Every year at Gloucester High School in Massachusetts, three or four girls get pregnant. But not this year. This year 17 did. When Time magazine alleged that some of the girls had a “pregnancy pact”, reporters and cameramen from around the world descended on the fishing port. Whether the pact was a teenage dare or a practical arrangement by the girls to give each other moral support has been hotly debated. No one disputes, though, that many were delighted to discover they were pregnant. “Sweet!” one of them shouted in the school nurse’s office. The school superintendent admitted: “They were not trying very hard not to get pregnant.”
“Every child a wanted child” was the old slogan of the movement for birth control. But it is part of the folklore of feminism that no teenager ever wants a child. “Profoundly shocking,” wrote the Gloucester Daily Times. “The idea of 15- and 16-year-old girls wanting to become pregnant, wanting to make such a life-altering choice so early in their lives – and others being ‘disappointed’, not relieved, when learning their pregnancy tests proved negative – is a notion that seems absolutely contrary to most of our psyches.” This is untrue. Having babies at 16 is perfectly in line with our psyches, as a look at other cultures and our own history shows. What it is contrary to is our ideology. Pact or no, the Gloucester pregnancies are some kind of a rebellion.
Any talk-radio blowhard can find evidence that Gloucester High was either too lax or too stern. Massachusetts is the most sexually libertarian of the 50 United States – it was the first to allow gay marriage and gives wide latitude to cities and towns in the sex-counselling services they provide students. Yet Gloucester is a church-dominated Portuguese-, Italian- and Irish-American city. So its sex education is a mix of traditional and non-judgmental programmes. The school does not hand out condoms but has a crèche for teen mothers. Since Gloucester is a largely white city, commentators can give vent to all sorts of snorting stereotypes about pregnant teenagers, their parents and their culture, without fear of being called racist.

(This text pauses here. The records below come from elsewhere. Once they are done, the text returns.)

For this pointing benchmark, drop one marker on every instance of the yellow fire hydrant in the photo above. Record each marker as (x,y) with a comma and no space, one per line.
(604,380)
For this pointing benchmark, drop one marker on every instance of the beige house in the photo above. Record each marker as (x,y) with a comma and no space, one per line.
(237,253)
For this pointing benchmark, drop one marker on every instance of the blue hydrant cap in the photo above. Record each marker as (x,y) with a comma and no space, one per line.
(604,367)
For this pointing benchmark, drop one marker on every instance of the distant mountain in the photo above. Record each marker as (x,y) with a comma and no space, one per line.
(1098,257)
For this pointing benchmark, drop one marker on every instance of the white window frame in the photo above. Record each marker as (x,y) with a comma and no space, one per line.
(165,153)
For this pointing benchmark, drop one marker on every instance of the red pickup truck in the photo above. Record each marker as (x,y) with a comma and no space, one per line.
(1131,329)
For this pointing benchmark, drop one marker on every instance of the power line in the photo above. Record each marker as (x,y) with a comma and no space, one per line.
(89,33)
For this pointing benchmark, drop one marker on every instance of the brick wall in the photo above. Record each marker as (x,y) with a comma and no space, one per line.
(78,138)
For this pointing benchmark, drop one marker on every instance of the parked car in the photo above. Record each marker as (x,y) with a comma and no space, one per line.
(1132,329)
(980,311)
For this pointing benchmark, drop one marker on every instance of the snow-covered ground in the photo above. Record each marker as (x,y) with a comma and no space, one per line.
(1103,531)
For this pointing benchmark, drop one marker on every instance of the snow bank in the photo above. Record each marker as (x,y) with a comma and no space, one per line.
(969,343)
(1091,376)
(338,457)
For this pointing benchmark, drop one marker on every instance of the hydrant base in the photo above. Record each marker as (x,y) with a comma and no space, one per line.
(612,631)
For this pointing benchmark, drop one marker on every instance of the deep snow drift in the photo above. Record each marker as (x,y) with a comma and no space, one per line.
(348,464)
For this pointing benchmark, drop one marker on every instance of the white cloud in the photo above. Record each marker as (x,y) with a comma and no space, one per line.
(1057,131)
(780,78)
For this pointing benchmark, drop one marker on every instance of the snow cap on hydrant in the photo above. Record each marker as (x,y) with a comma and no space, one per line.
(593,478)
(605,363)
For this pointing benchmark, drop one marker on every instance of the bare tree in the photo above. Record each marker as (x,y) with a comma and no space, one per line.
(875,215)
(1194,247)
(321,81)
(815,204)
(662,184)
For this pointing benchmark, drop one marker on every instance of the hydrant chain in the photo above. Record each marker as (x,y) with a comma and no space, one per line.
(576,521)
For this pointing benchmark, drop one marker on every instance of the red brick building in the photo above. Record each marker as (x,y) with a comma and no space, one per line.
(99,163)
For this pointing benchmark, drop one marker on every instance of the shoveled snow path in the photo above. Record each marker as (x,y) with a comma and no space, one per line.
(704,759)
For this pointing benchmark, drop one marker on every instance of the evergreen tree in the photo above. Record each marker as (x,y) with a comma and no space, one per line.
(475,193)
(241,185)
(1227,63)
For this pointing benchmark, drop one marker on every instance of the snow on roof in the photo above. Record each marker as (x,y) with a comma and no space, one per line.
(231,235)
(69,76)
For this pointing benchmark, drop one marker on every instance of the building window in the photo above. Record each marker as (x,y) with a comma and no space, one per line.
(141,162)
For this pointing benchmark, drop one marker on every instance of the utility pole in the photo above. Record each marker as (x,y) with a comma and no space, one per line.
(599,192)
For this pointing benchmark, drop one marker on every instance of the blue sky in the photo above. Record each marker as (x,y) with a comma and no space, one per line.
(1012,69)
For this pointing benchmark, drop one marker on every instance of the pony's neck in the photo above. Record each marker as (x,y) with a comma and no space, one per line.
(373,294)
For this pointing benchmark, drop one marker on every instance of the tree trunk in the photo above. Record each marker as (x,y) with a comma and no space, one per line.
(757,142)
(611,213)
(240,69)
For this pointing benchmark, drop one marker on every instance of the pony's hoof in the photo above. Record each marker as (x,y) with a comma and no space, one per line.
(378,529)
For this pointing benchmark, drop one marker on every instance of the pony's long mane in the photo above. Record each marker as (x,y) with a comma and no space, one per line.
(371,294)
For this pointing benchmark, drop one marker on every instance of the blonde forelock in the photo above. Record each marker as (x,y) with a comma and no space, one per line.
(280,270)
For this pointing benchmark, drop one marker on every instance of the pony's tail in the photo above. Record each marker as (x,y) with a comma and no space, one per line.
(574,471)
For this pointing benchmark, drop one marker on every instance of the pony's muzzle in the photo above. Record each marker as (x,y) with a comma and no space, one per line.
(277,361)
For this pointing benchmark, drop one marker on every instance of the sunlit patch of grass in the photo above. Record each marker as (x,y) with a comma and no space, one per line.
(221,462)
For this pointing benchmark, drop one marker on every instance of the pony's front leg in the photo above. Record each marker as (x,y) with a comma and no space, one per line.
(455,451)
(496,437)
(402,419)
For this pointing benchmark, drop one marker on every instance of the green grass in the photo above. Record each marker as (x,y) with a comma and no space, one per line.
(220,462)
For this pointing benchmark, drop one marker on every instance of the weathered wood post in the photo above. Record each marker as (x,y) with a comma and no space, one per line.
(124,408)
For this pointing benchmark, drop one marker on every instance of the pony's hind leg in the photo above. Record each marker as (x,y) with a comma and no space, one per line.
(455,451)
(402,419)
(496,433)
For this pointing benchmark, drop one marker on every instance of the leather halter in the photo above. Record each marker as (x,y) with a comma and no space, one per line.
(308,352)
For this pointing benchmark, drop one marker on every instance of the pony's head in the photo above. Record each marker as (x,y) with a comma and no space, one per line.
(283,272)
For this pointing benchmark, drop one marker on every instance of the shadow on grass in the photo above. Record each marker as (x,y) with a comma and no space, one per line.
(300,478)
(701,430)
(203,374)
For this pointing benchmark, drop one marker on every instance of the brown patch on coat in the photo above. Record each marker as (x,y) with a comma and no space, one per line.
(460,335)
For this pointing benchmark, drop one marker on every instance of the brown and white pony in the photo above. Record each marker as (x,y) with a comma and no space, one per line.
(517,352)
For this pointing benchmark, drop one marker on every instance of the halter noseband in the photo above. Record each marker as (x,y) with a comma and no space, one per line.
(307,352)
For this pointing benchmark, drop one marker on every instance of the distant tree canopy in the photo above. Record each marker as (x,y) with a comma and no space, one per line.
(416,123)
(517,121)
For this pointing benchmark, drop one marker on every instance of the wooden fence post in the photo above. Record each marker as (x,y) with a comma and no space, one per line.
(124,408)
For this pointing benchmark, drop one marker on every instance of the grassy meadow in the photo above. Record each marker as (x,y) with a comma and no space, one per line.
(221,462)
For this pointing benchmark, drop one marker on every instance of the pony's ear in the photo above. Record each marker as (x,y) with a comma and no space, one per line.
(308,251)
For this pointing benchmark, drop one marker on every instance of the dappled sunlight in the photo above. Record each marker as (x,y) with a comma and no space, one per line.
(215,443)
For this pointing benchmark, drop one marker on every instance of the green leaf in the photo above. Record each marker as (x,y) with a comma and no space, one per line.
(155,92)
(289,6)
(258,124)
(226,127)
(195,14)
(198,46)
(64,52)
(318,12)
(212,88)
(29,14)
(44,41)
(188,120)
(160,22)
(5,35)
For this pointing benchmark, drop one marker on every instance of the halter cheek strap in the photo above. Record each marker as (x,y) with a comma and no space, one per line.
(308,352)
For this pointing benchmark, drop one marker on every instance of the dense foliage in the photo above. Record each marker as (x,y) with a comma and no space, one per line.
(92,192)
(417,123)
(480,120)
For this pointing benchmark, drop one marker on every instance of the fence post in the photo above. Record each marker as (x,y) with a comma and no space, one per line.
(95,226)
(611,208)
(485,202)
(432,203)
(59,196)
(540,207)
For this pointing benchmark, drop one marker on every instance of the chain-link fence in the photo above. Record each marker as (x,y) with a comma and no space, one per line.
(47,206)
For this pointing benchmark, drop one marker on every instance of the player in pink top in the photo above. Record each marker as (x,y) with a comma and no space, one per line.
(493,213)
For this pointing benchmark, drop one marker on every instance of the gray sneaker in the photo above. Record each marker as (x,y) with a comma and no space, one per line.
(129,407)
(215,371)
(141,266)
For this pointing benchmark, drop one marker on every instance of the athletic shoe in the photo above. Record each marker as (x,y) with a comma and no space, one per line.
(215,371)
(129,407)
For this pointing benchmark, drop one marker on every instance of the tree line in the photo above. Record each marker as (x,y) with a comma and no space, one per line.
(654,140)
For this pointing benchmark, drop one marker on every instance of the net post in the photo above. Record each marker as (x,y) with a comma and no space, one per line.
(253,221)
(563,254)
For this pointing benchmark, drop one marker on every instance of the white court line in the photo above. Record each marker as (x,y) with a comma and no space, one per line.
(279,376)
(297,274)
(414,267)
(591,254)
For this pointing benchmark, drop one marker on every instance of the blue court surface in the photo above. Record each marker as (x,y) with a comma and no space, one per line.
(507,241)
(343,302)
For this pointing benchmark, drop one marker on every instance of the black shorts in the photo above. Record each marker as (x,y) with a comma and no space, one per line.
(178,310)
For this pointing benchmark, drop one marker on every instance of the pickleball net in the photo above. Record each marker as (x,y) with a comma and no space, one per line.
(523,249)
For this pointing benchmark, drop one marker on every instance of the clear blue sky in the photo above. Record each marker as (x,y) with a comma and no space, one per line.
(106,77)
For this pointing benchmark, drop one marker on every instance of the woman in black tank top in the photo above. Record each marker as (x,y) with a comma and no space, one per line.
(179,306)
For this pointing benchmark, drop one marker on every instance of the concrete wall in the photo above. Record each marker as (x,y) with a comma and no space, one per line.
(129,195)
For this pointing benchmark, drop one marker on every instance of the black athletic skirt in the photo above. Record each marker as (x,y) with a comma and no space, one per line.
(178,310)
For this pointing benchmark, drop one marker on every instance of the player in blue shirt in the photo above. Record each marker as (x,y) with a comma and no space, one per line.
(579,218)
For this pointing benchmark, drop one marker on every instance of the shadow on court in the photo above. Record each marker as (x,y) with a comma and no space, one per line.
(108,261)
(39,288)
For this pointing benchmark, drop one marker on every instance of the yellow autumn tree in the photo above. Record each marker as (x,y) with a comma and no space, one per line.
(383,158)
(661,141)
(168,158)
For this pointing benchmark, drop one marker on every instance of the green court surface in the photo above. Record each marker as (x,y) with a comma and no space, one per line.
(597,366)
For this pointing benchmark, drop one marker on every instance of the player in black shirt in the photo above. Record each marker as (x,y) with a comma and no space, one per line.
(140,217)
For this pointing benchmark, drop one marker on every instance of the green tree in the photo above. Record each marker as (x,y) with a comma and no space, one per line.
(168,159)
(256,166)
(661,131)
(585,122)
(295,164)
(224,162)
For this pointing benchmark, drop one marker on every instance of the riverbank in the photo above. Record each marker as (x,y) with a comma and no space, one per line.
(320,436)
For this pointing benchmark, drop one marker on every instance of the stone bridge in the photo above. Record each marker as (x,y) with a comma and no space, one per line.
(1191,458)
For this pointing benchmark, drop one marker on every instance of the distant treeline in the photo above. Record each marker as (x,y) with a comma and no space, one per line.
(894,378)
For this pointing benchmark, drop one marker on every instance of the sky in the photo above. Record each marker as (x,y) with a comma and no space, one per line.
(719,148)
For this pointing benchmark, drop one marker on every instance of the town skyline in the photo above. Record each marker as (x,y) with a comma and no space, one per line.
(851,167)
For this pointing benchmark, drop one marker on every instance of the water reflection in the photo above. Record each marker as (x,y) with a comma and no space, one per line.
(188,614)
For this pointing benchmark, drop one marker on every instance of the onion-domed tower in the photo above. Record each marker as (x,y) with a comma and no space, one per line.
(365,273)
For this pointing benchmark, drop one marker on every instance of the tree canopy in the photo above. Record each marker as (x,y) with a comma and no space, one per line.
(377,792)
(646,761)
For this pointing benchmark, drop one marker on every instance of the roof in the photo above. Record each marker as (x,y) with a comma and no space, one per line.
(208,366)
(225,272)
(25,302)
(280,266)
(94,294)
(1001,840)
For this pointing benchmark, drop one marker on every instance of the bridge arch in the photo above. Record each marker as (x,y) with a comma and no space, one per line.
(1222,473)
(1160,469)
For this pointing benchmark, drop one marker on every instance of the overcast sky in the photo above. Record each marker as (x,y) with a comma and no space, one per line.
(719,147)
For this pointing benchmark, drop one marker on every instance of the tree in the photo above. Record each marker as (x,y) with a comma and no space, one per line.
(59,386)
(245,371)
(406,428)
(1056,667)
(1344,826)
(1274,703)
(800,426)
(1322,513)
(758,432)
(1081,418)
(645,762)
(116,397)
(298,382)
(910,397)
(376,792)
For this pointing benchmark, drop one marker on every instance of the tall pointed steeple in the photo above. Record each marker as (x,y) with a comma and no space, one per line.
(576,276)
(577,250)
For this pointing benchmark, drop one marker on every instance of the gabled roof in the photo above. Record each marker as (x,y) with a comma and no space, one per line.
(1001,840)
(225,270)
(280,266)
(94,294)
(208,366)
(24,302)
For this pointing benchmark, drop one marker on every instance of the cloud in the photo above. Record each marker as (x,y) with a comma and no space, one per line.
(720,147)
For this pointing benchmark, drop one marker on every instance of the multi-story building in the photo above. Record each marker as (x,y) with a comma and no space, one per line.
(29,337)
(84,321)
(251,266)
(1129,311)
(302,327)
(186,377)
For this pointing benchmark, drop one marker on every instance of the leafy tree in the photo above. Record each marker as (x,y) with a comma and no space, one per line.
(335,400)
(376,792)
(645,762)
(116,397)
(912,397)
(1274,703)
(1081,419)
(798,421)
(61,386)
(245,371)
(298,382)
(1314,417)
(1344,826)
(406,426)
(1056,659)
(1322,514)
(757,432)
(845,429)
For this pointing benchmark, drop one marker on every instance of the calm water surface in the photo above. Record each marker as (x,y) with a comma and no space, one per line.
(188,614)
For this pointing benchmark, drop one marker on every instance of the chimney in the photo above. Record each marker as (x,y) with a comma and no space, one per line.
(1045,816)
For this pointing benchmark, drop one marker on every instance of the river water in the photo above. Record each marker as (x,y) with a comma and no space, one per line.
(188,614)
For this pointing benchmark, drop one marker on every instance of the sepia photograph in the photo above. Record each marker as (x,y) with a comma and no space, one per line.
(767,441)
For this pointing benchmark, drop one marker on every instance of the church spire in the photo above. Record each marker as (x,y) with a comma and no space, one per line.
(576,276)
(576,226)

Like every debate over teen pregnancy, this one is a duel of dogmas. On one side is the view that chastity is a moral absolute. The chairman of the school board has suggested prosecuting the girls’ boyfriends for statutory rape. On the other side is the view that, where birth control is available, girls forgo it only out of either ignorance or shame. This is the view of most news media and of Gloucester’s mayor, who blamed her town’s pregnancies on George W. Bush. His No Child Left Behind programme diverted to academics money that should have been spent on sex education, which is now taught only until age 15.
At the risk of sounding crude, though, the parts of sex education relevant to preventing teen pregnancy can be taught in five minutes. It may flatter our self-regard to believe that the modern, western pattern of child-bearing arises from superior knowledge and sophistication, but it does not. It arises from our priorities. The Gloucester pregnancies are not about information the girls don’t have. They are about an argument the girls don’t buy. It is a fool’s errand to try to convince a girl that bearing a child is “sad” (a word used with appalling frequency in press accounts) or to argue that last year’s hit movie Juno leads girls astray by glamorising pregnancy. (Apparently glamorising sex is all right, especially if it serves some transcendent purpose such as selling shampoo, but glamorising motherhood crosses the line.)
Having a baby is not sad. The reason not to have a baby in your teens is the risk that it will spoil something in your future – maybe your family life, your career or your economic prospects. In their landmark study of unmarried mothers, Promises I Can Keep, the US sociologists, Kathryn Edin and Maria Kefalas, noted that poor women need a “reason to wait” if they are to delay having children. It had better be a good reason. Time flies, after all. Whether or not a teenager’s having a child is a misfortune, teenagers themselves may see it as a lesser misfortune than a 40-year-old’s wishing for a child she cannot have.
The present ideology of family planning arose in a more fluid society than our own. It was constructed by college-educated baby-boom elites who, as they climbed from the middle into the upper-middle class, came to find pitiful the lives their mothers led as housewives. They chose careers over – or on top of – child-rearing and reaped substantial rewards. Whether those rewards are worth the risks of never having a child might be judged differently by the next generation.
As it gets harder to climb out of the class one was born in, the opportunity cost of being a young mother falls. Outside of the well-off, Ms Edin and Ms Kefalas note, the opportunity cost is already lower than it looks. Poor teen mothers “have about the same long-term earnings trajectories as similarly disadvantaged youth who wait until their mid or late twenties to have a child”. Given the increasing likelihood that a woman will raise her children alone, might not the teen years be a prudent time to become a single mother, while the financial and day-care resources of one’s own parents are still available?
Baby-boom feminists did not replace a superstitious attitude towards teen sexuality with a rational one. They replaced one set of priorities with another. Their careerism prevented teen motherhood as reliably as did their mothers’ moralism. The Gloucester girls appear equally unimpressed with both logics. If the old “pregnancy pact” that went by the name of marriage is no longer so readily available, they are not fools to look for a substitute.